Sentinel-2A Image Fusion Using a Machine Learning Approach

• Published in: IEEE transactions on geoscience and remote sensing Vol. 57; no. 12; pp. 9589 - 9601
• Main Authors: Wang, Jing, Huang, Bo, Zhang, Hankui K., Ma, Peifeng
• Format: Journal Article
• Language: English
• Published: New York IEEE 01.12.2019; The Institute of Electrical and Electronics Engineers, Inc. (IEEE)
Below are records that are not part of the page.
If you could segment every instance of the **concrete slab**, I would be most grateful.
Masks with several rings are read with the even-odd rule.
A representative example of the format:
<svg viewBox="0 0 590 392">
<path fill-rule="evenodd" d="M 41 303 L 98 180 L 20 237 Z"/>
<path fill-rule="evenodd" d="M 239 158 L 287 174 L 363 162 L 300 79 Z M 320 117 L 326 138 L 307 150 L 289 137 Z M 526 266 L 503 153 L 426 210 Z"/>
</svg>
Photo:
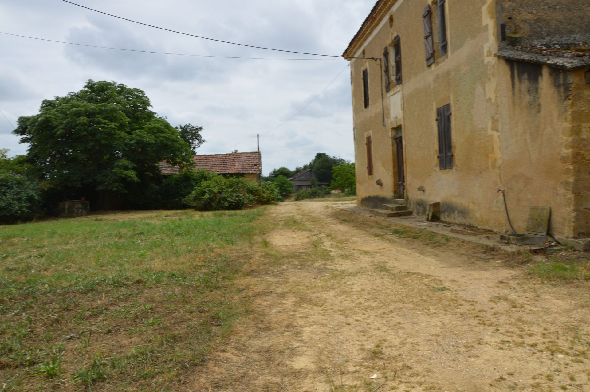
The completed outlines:
<svg viewBox="0 0 590 392">
<path fill-rule="evenodd" d="M 464 225 L 449 223 L 445 222 L 426 222 L 424 217 L 388 216 L 386 215 L 375 215 L 371 210 L 362 207 L 357 207 L 356 202 L 336 203 L 329 205 L 336 208 L 358 213 L 367 218 L 375 219 L 383 219 L 387 222 L 402 226 L 422 229 L 428 231 L 445 235 L 451 238 L 457 238 L 464 241 L 473 242 L 481 245 L 495 246 L 509 252 L 518 252 L 526 249 L 535 249 L 542 246 L 542 244 L 536 245 L 516 245 L 508 244 L 500 239 L 503 233 L 498 233 L 491 230 L 486 230 L 468 226 Z M 388 211 L 388 210 L 384 210 Z M 392 212 L 388 211 L 388 212 Z"/>
</svg>

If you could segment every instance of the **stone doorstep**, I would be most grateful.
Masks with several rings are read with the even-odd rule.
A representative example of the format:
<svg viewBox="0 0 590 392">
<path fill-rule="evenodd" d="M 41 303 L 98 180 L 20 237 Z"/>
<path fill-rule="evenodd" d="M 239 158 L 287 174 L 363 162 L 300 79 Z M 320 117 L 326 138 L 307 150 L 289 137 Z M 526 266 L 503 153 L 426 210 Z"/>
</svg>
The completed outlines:
<svg viewBox="0 0 590 392">
<path fill-rule="evenodd" d="M 386 210 L 382 208 L 369 208 L 368 209 L 371 215 L 392 218 L 395 216 L 408 216 L 412 215 L 412 212 L 408 211 L 407 209 L 406 209 L 405 211 L 392 211 L 391 210 Z"/>
<path fill-rule="evenodd" d="M 557 242 L 562 245 L 573 246 L 573 249 L 580 252 L 590 251 L 590 238 L 567 238 L 556 237 Z"/>
<path fill-rule="evenodd" d="M 405 204 L 384 204 L 383 209 L 391 211 L 407 211 L 408 206 Z"/>
<path fill-rule="evenodd" d="M 345 211 L 360 214 L 365 216 L 372 216 L 375 219 L 385 219 L 388 222 L 391 222 L 402 226 L 414 228 L 415 229 L 421 229 L 422 230 L 425 230 L 433 233 L 441 234 L 442 235 L 451 237 L 451 238 L 456 238 L 457 239 L 467 241 L 468 242 L 473 242 L 481 245 L 496 246 L 509 252 L 519 252 L 526 249 L 532 250 L 542 246 L 542 244 L 537 244 L 535 245 L 516 245 L 507 244 L 500 239 L 500 236 L 502 234 L 502 233 L 494 233 L 493 235 L 486 236 L 458 234 L 457 232 L 453 230 L 466 230 L 466 227 L 459 224 L 448 223 L 446 222 L 426 222 L 425 218 L 423 217 L 418 217 L 412 215 L 412 212 L 411 211 L 394 212 L 379 208 L 369 209 L 365 208 L 363 207 L 357 207 L 356 205 L 350 205 L 350 204 L 348 205 L 345 204 L 332 205 L 332 206 Z M 402 215 L 395 215 L 397 213 Z M 394 215 L 391 215 L 388 214 Z M 491 231 L 491 230 L 490 230 L 490 232 Z M 486 238 L 486 237 L 487 238 Z M 584 239 L 574 239 L 574 241 L 584 241 Z M 590 246 L 590 239 L 586 241 L 588 241 L 588 246 Z M 558 241 L 559 241 L 559 238 L 558 239 Z M 575 246 L 573 244 L 572 244 L 572 246 L 574 247 Z"/>
</svg>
• Subjects: Artificial intelligence; Band spectra; Computer simulation; Computer vision; Distortion; Earth; Image degradation; Image fusion; Image processing; Learning algorithms; Machine learning; Modulation transfer function; Optical communication; Regression models; Resolution; Response functions; Sentinel-2A; sharpening; Spatial resolution; Spectral bands; Spectral sensitivity; Support vector machines; support vector regression (SVR); Transforms; Visual aspects
• ISSN: 0196-2892; 1558-0644
• DOI: 10.1109/TGRS.2019.2927766

The multispectral instrument (MSI) carried by Sentinel-2A has 13 spectral bands with various spatial resolutions (i.e., four 10-m, six 20-m, and three 60-m bands). A wide range of applications requires a 10-m resolution for all spectral bands, including the 20- and 60-m bands. To achieve this requirement, previous studies used conventional pansharpening techniques, which require a simulated 10-m panchromatic (PAN) band from four 10-m bands [blue, green, red, and near infrared (NIR)]. The simulated PAN band may not have all the information from the original four bands and may have no spectral response function that overlaps the 20- or 60-m bands to be sharpened, which may degrade fusion quality. This paper presents a machine learning method that can directly use the information from multiple 10-m resolution bands for fusion. The method first learns the spectral relationship between the 20- or 60-m band to be sharpened and the selected 10-m bands degraded to 20 or 60 m using the support vector regression (SVR) model. The model is then applied to the selected 10-m bands to predict the 10-m-resolution version of the 20- or 60-m band. The image degradation process was tuned to closely match the Sentinel-2A MSI modulation transfer function (MTF). We applied our method to three data sets in Guangzhou, China, New South Wales, Australia, and St. Louis, USA, and achieved better fusion results than other commonly used pansharpening methods in terms of both visual and quantitative factors.